A funny thing happens when you score 70 points in your first two games and roll to pair of lopsided victories.
“All of a sudden there is a bulls-eye painted on your back," said Manchester High School football coach Gerard O’Donnell.
With the Hawks setting the pace in Shore Conference Class B South, they are now a target for opponents craving an upset.
Friday night, 7 p.m., surging Manchester plays in the most tradition-rich environment in the Shore Conference when it plays at 1-1 Brick. The atmosphere and the spread offense the Green Dragons operate out of figure to be a challenge for the Hawks.
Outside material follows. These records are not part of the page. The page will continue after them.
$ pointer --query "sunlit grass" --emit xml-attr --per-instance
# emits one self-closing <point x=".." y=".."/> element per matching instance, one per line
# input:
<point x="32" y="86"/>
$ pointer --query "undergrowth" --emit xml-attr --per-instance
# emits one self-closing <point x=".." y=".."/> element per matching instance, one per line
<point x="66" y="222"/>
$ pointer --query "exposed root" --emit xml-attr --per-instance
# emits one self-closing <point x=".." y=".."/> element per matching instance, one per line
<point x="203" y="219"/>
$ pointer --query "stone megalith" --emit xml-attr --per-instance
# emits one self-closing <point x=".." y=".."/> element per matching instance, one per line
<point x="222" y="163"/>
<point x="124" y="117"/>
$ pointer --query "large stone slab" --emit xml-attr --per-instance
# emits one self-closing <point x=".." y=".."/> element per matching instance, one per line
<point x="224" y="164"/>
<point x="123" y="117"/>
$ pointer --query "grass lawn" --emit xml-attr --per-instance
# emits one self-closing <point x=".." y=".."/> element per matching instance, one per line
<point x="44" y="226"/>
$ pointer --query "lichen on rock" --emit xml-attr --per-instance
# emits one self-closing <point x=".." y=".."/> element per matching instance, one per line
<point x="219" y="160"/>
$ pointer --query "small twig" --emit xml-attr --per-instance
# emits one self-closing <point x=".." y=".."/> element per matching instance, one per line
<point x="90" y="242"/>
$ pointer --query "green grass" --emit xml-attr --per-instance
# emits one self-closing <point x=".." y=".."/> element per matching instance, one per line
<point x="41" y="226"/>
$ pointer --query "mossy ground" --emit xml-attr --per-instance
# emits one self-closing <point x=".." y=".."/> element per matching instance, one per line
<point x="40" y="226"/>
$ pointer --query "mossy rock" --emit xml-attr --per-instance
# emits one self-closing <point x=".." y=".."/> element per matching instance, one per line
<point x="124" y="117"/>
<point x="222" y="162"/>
“With our senior leadership, I don’t know that our team will get caught up or overwhelmed with all that," O’Donnell said. “Our rule is we enjoy a victory for 24 hours and then we go back to work. We had a good practice Monday and I was very pleased by that.
“Our seniors understand what they have put in to building our program. If they are going to make it a positive season, they know they have to be able to go about their business each week."
Brick, under first-year head coach Rob Dahl, is coming off a 16-7 victory over Lacey. The Dragons lost in Week 1 to Brick Memorial, 16-7.
“They proclaimed that Brick football is back," O’Donnell said. “They have talent. They use their players well. They have a new coach, a fresh start and they are believing again. Brick football has one of the richest traditions in the state. But I think our kids know what it’s about."
Brick, which once thrived on the running game under legendary coach Warren Wolf, now features a multiple wide receiver attack. Quarterback Brandon Kieslor runs the productive offense. Last week, against Lacey, Kieslor threw a 15-yard touchdown to John Fuino. Fuino also scored on a 38-yard run.
Brick’s offense figures to be a test for the Manchester defense, which had yielded first-quarter touchdowns in both victories over South Plainfield and Barnegat.
“Our kids have been resilient," O’Donnell said. “The most important thing is we have kept playing. We have made some mistakes early in games that have led to big plays."
However, the adjustment by the coaching staff, have worked.
O’Donnell said safety A.J. Thomas and defensive end Barry Rose and outside linebacker RoMello Muldrow have sparked the defense.
“Those three boys have played better than I expected," O’Donnell said.
This week, however, the best defense may be Manchester’s offense. If the Hawks can drive the ball and control the clock, Brick’s offensive opportunities will be limited.
Tailback Joey Johnson has been one of the most prolific offense players in the Shore Conference thus far. He has rushed for 327 yards in two games on 67 carries. He has already scored eight touchdowns.
Johnson’s success can be attributed to the consistent effort of a veteran offensive line, which has won the match-ups at the line of scrimmage. O’Donnell noted that guards Steve Bick and Zach Helme played a strong game in the victory over Barnegat last week.
“Teams have to either try and stop Joey (Johnson) or at least slow him down," O’Donnell said.
The Hawks, however, have a balanced attack and have the ability to move the football through the air.
Quarterback Tim Rogers has been efficient in the passing game.
“He has gotten our receivers involved," O’Donnell said. “In the first game he threw to five different receivers. In the second game, he threw to six different receivers.
“We started the season without a returning wide receiver," O’Donnell added. “He has done a great job of developing chemistry with those kids."
Brick plays a 4-4 defensive with cover three in the secondary.
“They mix fronts and do a lot of things to keep you off balance," O’Donnell said. “We need to decide what we are going to do and stick with it. We feel like we have the ability to run or pass."
Manchester, which is looking to be 3-0 for only the second time in school history, is discovering the games get bigger with each victory.
“We are 2-0 and it’s a big game," O’Donnell said. “If we hope to compete for a conference championship, this is the next challenge we have to overcome. I think that’s how our kids will look at it."